The Central American Bank for Economic Integration (CABEI)

The Organised Crime and Corruption Reporting Project (OCCRP) is a global network of investigative journalists specialising in crime and corruption. It publishes its reports in English and Russian and its website is at:  On 31st October the OCCRP released a report on The Central American Bank for Economic Integration (CABEI). The full report can be found at: , but a summary of the key points and the report’s introduction are given here for The Violence of Development website. OCCRP credits are given as follows.


Credit: James O’Brien/OCCRP

by Eli Moskowitz (OCCRP), Jonny Wrate (OCCRP), Madeline Fixler (Columbia Journalism Investigations), Bill Barreto (No Ficción), Ernesto Rivera (Lado B), Daniel Valencia (Redacción Regional), Andrew Little (Columbia Journalism Investigations), and Mariana Castro (Columbia Journalism Investigations). Data by Romina Colman (OCCRP). Research by Angus Peacock (OCCRP)

31 October 2023


The Central American Bank for Economic Integration was created (in 2006) to give the region more control over its own development, but a new investigation by OCCRP and partners raises questions about the bank’s lending practices.

Key Findings

  • CABEI has funded major infrastructure projects that have later been engulfed in scandal, where its loans were used to pay bribes, or seen as an easy source of cash by alleged conspirators.
  • Internal audits obtained by reporters show the bank has ignored red flags when investing in projects, including lending money for hydroelectric dams even after violent crackdowns on protesters.
  • In recent years the bank has begun giving out policy-based loans, a few-strings-attached type of financing that critics say is easily misused.
  • In El Salvador, reporters found $200 million of one CABEI loan designed to support small businesses through the pandemic was diverted to fund the country’s ill-fated plan to make Bitcoin a national currency.
  • CABEI has faced criticism for lending billions of dollars to Central America’s authoritarian governments, providing an important source of funding for the region’s authoritarian leaders as they committed widespread human rights abuses.
  • Late in 2021, nine of CABEI’s directors wrote a letter warning of the bank’s worsening financial situation and raising transparency concerns. Financial statements show these indicators have declined since then.
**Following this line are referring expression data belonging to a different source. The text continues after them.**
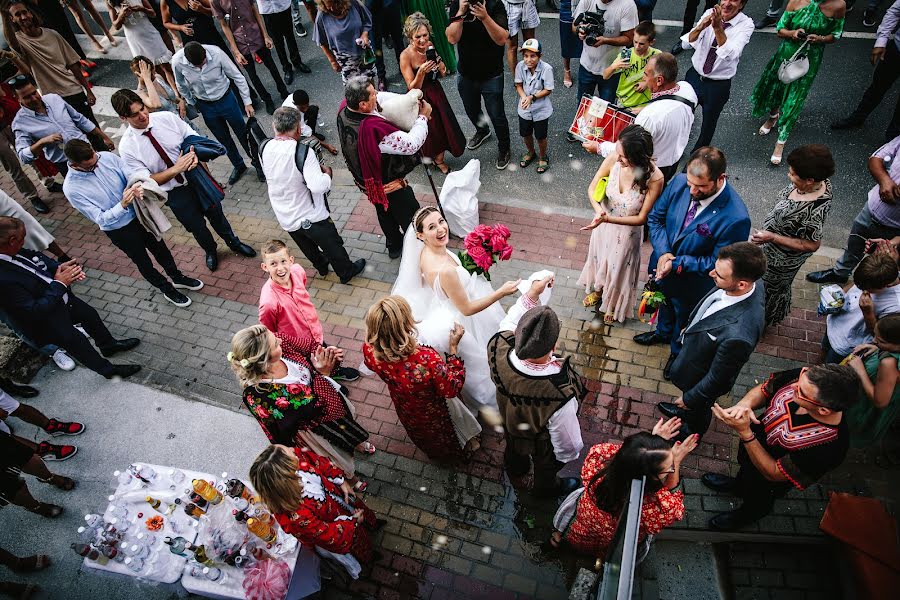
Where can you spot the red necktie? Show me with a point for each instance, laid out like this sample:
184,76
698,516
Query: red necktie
711,55
162,154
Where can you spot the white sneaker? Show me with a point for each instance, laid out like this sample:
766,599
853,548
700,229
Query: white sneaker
63,360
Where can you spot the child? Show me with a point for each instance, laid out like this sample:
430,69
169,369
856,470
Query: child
877,366
630,62
534,82
285,306
310,117
876,293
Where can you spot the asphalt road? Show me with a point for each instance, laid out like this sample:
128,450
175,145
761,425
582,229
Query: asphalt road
844,75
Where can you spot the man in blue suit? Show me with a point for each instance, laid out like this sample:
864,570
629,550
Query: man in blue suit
697,214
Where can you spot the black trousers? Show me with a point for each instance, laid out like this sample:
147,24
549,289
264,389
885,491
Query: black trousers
323,245
690,13
138,244
281,29
712,95
519,454
186,206
72,341
269,62
886,73
402,205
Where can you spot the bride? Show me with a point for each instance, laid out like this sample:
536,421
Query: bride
441,292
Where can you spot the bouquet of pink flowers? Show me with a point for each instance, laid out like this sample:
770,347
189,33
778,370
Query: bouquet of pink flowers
483,247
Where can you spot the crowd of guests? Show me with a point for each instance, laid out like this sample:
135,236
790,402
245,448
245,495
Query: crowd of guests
452,360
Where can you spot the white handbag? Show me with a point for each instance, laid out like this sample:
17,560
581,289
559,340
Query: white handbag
795,67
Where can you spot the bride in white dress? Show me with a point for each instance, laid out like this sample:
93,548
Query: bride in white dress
441,292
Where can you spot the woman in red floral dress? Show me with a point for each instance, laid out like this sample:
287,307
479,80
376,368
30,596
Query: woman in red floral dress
587,519
312,501
423,384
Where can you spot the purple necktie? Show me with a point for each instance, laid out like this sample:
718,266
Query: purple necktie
692,212
711,55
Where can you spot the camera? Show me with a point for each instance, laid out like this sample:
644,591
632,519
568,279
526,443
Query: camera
592,25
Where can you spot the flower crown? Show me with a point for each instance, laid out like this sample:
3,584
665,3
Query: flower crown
243,362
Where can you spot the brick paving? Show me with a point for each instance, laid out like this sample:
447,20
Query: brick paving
450,532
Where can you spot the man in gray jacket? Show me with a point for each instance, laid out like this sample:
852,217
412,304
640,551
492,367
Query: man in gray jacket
722,333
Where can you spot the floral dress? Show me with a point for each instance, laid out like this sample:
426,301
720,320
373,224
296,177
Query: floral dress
770,95
323,519
592,529
801,219
420,386
306,409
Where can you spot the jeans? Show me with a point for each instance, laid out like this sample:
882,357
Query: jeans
864,227
588,82
886,73
323,245
218,116
266,56
137,243
712,95
187,210
471,92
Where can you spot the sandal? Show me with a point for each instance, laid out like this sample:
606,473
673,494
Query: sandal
51,511
28,564
592,299
526,159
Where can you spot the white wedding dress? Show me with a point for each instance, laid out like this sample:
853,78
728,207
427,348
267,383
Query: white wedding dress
435,315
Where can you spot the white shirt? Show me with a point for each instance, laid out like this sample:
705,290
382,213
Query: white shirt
295,197
669,123
138,153
563,426
727,55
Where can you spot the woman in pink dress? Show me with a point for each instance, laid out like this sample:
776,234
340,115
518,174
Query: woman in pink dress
633,183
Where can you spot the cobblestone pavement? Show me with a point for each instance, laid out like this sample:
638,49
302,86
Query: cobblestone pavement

In mid-November, the Central American Bank for Economic Integration (CABEI) will appoint a new executive president for the next five years. Whoever takes the helm of the region’s main investment bank does so at a key moment in its history.

While only a small player compared to global institutions like the World Bank, CABEI plays a vital role in channeling billions of dollars into its five founding states: Nicaragua, El Salvador, Honduras, Guatemala, and Costa Rica. The bank says it accounts for close to half the development finance in Central America, one of the poorest parts of the Western hemisphere.

CABEI played a critical role during the COVID-19 pandemic, when the bank gave over a billion dollars in loans and grants to keep its founders afloat. With all of these states’ sovereign bonds rated as “junk,” CABEI has become a lifeline to international financial markets — and a key source of funding for the region’s authoritarian leaders.

“It doesn’t matter what the politics are as long as poor people are getting services,” the bank’s outgoing president, Dante Mossi, said at an event in Washington, D.C., this year, as he faced criticism for providing funding to Nicaraguan dictator Daniel Ortega.

“The bank is not a political model,” Mossi told the assembled crowd.

Others disagree.

CABEI has been criticized for giving billions of dollars to Central America’s authoritarian regimes — led by Ortega, President Nayib Bukele in El Salvador, and the former president of Honduras, Juan Orlando Hernández. Now an investigation by OCCRP and partners can show the bank has funded projects that led to environmental destruction, and others where loans were diverted for corrupt practices or used to fund the pet projects of dictators.

Reporters spent more than a year investigating CABEI, combining open-source data with official investigations, leaked documents, and interviews with current and former bank employees. To get a clearer picture of the bank’s track record, reporters also compiled a database of more than 500 approved operations from the past quarter century. Together, they show how CABEI’s failures have enabled waste and corruption in one of the most unequal regions on Earth.